Okay, I wish that was true, but there is still at least another chapter to go, so unfortunately before I could do my victory dance, Carlisle leaped forth from a moving cranberry bush I had failed to notice and jumped in front of my flying stakes-of-death, protecting Edward from becoming impaled. As he fell to the ground, he let out a delayed war cry, "OLOLOLOLOLOLOLOLOLO" and collapsed into a heap of blood on the ground.

"FATHER!!" screeched Edward, grasping Carlisle's hand. "NOOOOOO!"

Carlisle, who was beyond being able to hear Edwards high-pitched squeal, moaned in pain. "Edward," He gasped, "I must confess something, now, at this moment, right now, before I die, there is no time to lose, I can already feel myself slipping away, my ovaries shriveling, my face becoming less-than-perfect, I honestly must tell you now, not later, at this exact point in time, RIGHT THIS SECOND!! %$^!%*&#$$$^%&&)()*&(#&^. The truth is, I am madly in love with Esme, my wife… Also, I have committed many sins that I must now confess to.

"When I was 10, before I became a vampire, I was ugly. Its true. And look at my now shriveling body! Still a sexy beast, no? Also, last week I used your tooth brush, to clean the toilet, and I didn't clean it afterwards. Oops. I know I should have told you, but I was more concerned about the fact that I had hidden rabid squirrels in your bed, as an attempt to compensate for my small penis…

"Yes, I'm sorry, my penis is smaller than even yours Edward, impossible though it seems. It really is quite cute~ But anyways. That time when I made you a birthday cake? It was made with dead rats, not love. I lied. Rats are tastier than love, and I was shocked that you were stupid enough to believe me. Love tastes kinda like peas to be honest, its gross, I hate peas.

"On that note, Edward!" Carlisle gasped for air. "I… Am… Your… Uncle… Your true father was………………………………………………………………. Rosalie.." With that shocking revelation, Carlisle chose that moment to die unspectacularly. He then exploded, showering Edward and I with the contents of his stomach.

I was still a little dumbfounded, worrying about the implications of Rosalie fathering a child as hideous as Edworm, before deciding that now would be a good time to run away before Edward started bawling. I just knew that the high pitched whine would pierce my eardrums like a hot knife through wet paper.

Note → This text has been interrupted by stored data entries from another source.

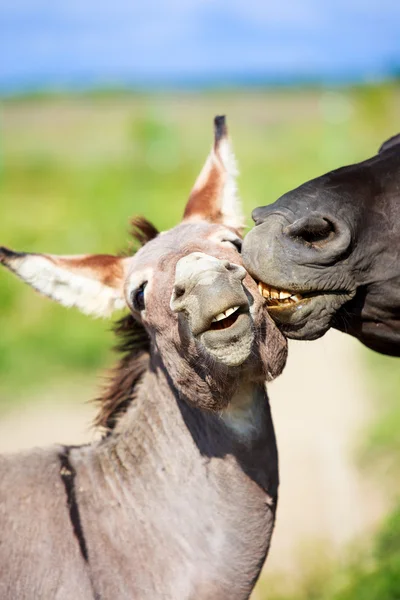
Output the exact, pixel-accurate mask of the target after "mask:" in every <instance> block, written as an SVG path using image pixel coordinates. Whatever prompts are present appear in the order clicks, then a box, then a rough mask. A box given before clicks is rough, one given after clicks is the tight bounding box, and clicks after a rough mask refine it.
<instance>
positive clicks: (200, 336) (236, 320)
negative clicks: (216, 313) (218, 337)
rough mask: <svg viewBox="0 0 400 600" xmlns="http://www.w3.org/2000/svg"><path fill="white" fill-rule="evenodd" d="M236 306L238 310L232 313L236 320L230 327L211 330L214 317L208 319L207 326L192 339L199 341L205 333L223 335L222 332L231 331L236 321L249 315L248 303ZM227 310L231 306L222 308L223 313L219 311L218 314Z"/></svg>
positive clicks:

Thats the right saying, isn't it? Oh well. It'll do. We're nearly at the end of the chapter anyways, so no-one will notice unless I mention it which I just did.

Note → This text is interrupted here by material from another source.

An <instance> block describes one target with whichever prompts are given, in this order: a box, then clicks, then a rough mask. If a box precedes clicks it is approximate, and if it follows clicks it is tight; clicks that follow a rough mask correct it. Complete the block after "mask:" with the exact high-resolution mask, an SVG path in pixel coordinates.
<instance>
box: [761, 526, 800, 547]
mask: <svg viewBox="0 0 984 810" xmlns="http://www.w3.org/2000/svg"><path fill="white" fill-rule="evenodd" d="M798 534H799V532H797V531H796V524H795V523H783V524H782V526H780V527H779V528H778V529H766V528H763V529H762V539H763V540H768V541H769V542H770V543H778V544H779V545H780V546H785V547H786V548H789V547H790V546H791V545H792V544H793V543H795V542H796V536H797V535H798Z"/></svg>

Hmm. (I lost the game Tree-Man! MWAHAHAHA).

You know, as I ran away, I pondered the fact that we needed another 100 words to finish this chapter. How did I know I was in a story anyway?! This is so screwed -_-' Maybe I was high again…

And thats when I saw it! The flying carp fish...

Oh! No! Wait, it was a giggling vampire! But who?

Oh no…

Oh please no...

It was...

DRACULA!!

hahaha, no, kidding, it was just Esme.